The burial site marked a return to Mandela’s humble roots, but the funeral trappings were elaborate. South African honor guards from the army, navy and air force, including both black and white officers, marched in formation along a winding dirt road.
In contrast to the military pomp, some speakers evoked the traditions of the Xhosa tribe, to which Mandela’s Thembu clan belongs.
“A great tree has fallen, he is now going home to rest with his forefathers,” said Chief Ngangomhlaba Matanzima, a representative of Mandela’s family who wore an animal skin. “We thank them for lending us such an icon.”
Another speaker, Zolani Mkiva, served for many years as Mandela’s praise singer, a traditional role in which he shouted out the leader’s attributes to audiences, prefacing Mandela’s many stations in life with the words “very important:” person, prince, patriot, politician, prisoner, philosopher, president, pensioner, patient, papa.
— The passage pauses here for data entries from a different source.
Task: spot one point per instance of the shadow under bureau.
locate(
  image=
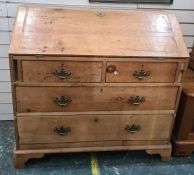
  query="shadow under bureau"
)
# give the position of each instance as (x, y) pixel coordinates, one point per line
(95, 80)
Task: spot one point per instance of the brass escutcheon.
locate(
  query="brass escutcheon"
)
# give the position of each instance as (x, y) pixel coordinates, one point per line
(62, 73)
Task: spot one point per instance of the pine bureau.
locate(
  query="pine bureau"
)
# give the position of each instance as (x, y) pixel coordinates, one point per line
(95, 80)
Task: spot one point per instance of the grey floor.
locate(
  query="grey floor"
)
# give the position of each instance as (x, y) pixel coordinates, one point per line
(109, 163)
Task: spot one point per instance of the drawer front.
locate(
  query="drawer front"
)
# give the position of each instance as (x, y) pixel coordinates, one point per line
(55, 129)
(62, 99)
(61, 71)
(140, 72)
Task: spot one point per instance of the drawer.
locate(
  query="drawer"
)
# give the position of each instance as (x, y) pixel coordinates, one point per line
(140, 72)
(61, 71)
(76, 98)
(55, 129)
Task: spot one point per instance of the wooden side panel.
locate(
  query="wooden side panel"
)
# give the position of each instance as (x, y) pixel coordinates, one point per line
(92, 128)
(157, 72)
(42, 99)
(42, 71)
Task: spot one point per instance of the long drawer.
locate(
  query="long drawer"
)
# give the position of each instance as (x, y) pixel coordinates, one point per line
(61, 99)
(55, 129)
(141, 72)
(61, 71)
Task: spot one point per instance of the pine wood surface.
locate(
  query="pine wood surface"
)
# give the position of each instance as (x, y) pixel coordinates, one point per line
(42, 99)
(97, 32)
(87, 42)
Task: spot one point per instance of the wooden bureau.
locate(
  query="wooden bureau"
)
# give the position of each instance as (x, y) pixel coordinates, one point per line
(95, 80)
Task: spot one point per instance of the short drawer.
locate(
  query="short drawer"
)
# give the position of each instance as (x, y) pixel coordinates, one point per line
(55, 129)
(76, 98)
(61, 71)
(140, 72)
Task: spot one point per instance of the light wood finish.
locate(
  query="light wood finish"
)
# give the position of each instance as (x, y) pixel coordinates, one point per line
(92, 128)
(92, 144)
(22, 156)
(80, 71)
(159, 72)
(94, 34)
(42, 99)
(87, 42)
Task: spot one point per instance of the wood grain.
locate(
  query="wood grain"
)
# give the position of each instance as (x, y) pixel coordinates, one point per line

“The bones of our ancestors are vibrating. The waves of African oceans are reverberating,” Mkiva said.
In keeping with Xhosa traditions, Mandela’s casket was brought to Qunu Saturday draped in a lion skin, an honor bestowed on those of a high rank like Mandela, who is the son of a traditional clan chief. His body lay for the night in his family home before burial, a time when tradition dictates that family elders “talk” to the body to explain to his spirit what is happening.